Timed athletic activities are quite popular, with many people pursuing this endeavor. Some engage in organized, competitive activities, while others have a more informal approach. Both competitive and informal athletes engage the services of a coach with an eye to improving personal performances. Coaches can be responsible for managing very many athletes, who may live, work, and engage in athletics in locations quite remote from the coach. Further the management method allows for instant data collection and analysis onsite at the training facility using traditional electronic devices, including hand-held electronic devices.

This presents logistics problems to coaching. A diligent coach must carefully oversee all of those in his or her charge, which may be difficult to do at a distance. Oversight duties may include not only tracking performances of individuals, but also generating appropriate practices for individuals and also placing these practices within a suitable timeframe. Tracking performances may demand that the coach not only take note of performance times, but abstract patterns relating to an athlete's strengths and weaknesses from the performance times. As the number of athletes working under a coach increases, the demands for the many aspects of coaching approach the point of being untenable in the absence of an organized system for managing athletes and coaching duties.

SUMMARY OF THE INVENTION

The present invention answers the above noted need by providing an organized system for recording the many people and activities of a large scale coaching clientele. The system uses data processing for generating suitable tables enabling data from individuals to be input, for organizing and analyzing data, and for displaying both data and certain information which is derived from raw data. Inputs and outputs from the system are instantly available over a wide geographic area due to use of telecommunications and the internet for example.

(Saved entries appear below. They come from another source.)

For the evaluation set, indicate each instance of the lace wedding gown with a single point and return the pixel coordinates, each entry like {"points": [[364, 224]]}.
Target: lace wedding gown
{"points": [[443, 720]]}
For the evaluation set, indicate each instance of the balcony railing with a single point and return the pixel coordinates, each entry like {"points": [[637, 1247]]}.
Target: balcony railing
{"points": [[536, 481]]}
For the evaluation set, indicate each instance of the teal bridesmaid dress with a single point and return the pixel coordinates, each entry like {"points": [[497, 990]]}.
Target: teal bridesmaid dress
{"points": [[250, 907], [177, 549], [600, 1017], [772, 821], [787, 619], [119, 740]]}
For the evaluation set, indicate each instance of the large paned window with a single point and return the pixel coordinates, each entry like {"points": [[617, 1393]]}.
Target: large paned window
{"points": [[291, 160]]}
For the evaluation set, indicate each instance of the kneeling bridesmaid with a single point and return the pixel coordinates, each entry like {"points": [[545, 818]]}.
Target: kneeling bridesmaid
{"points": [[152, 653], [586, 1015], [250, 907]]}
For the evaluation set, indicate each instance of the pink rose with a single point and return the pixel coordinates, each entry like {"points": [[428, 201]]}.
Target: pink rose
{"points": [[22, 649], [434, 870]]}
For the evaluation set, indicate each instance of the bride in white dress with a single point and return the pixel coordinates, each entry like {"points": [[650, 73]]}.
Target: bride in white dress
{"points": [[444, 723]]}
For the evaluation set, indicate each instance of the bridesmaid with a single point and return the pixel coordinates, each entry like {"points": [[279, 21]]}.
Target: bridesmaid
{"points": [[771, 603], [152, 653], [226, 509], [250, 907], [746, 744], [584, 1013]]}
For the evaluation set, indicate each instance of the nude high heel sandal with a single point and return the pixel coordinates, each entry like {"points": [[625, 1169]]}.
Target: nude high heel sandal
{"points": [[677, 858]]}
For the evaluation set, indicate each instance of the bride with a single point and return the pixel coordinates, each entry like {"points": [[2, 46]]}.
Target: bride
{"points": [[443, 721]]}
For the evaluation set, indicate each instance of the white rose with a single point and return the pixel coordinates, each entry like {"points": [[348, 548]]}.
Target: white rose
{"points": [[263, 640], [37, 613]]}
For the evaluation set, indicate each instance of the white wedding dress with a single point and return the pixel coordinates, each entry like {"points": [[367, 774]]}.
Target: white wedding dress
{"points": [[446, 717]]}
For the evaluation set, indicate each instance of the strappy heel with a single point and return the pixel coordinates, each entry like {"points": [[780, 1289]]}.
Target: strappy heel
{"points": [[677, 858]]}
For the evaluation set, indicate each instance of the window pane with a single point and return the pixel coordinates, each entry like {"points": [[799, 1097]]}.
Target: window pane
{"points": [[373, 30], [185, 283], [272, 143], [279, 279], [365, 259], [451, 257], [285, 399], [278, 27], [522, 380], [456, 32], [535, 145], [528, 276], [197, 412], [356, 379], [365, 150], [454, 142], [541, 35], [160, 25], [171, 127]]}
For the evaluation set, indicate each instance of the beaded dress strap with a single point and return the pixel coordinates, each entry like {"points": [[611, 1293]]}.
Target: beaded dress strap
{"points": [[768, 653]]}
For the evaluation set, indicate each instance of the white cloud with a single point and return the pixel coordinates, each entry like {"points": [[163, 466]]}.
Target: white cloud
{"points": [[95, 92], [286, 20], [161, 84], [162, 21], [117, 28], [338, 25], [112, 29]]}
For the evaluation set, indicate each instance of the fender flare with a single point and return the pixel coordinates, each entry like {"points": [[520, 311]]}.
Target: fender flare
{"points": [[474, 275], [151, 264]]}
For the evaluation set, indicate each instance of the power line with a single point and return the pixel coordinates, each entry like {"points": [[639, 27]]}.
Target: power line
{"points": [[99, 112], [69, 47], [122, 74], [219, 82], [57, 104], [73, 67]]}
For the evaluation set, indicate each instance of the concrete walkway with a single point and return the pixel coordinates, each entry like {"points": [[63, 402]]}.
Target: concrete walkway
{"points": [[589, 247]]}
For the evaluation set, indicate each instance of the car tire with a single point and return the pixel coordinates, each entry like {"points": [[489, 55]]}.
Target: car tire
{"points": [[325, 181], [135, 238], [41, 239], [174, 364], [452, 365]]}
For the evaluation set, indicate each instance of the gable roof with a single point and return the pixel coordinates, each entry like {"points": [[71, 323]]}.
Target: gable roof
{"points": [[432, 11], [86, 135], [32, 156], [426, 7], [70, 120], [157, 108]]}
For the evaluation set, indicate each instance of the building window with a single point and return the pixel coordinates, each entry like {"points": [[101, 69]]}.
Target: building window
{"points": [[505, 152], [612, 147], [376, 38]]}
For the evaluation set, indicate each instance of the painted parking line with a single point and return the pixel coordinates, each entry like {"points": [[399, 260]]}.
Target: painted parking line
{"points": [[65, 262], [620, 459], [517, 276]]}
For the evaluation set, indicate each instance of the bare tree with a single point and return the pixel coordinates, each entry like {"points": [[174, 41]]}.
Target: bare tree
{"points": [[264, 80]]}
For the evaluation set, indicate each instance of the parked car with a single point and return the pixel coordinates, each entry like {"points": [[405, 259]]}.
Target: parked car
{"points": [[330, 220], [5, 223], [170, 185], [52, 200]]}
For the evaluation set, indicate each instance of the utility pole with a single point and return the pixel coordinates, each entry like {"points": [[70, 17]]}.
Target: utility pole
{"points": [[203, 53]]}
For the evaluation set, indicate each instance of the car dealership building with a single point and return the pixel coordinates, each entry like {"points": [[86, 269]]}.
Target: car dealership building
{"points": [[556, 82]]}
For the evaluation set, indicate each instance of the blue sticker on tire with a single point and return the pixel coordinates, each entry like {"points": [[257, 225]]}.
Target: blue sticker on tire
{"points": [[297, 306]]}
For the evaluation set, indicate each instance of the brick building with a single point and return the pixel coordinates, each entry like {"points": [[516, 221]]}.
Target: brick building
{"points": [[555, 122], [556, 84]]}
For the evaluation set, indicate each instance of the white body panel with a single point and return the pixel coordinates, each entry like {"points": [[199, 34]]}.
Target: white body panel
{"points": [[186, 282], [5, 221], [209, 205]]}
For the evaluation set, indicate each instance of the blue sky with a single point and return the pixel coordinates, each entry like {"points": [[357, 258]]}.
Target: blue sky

The system enables individuals to be logged in under their names for example. Performance times for both practices and for serious competitions may be entered. The system has the ability to analyze these inputs and, according to one aspect of the invention and using an algorithm, to generate suggested workouts to enable individuals to improve their performances. Both the inputs and the suggested workouts may be output graphically from the system in a visual form which permits immediate intuitive recognition of strengths and weaknesses of an individual athlete.

An advantageous scheme, on which suggested workouts may be based, in the field of running, is that of multiple speed workouts. Illustratively, given a specific performance time in one event for one athlete, the algorithm may responsively suggest four workouts in which two of the workouts are run at paces slower than the specific performance time, and two of the workouts are run at paces faster than that of the specific performance time. The specific activities or events of the workouts may be unlike each other, such as runs of different distances. The novel system incorporates this five speed approach into the area of suggesting workouts for runners.

The system provides contemporary features of data processing, such as for example drop down menus which enable data to be readily entered. Reproducible formatting tools such as tables and graphs are automatically invoked and placed at the ready for the coach and his pupils. When suitable data processing terminals are connected in a network, such as one using the internet, the system is provided with the ability to collect data and output results very quickly over a widespread geographic area. A coach using the system may quickly complete the various administrative functions from afar, while competently managing a large number of athletes, even to the point of providing each one with individualized instruction.

Among the features which expedite the coach's duties are automatically generated filling of templates, tables, and like tabular and display graphics, and automated analysis of results and calculation of suggested workouts using the five speed approach summarized above. An example of a very useful graphic feature according to one aspect of the invention is automatic generation of schedules, shown in calendar format.

It is therefore an object of the invention to provide a remotely accessible, centralized system which enables a coach to competently manage a large number of athletes.

It is a further object of the invention to provide a management system which has data processing capabilities to automate some of the coaching duties and tasks.

Another object of the invention is to base coaching in part on a multiple speed practicing regimen, and to generate and disseminate the multiple speed practicing regimen automatically, by using the data processing capabilities of the management system.

Still another object of the invention is to expedite scheduling of athletic performances.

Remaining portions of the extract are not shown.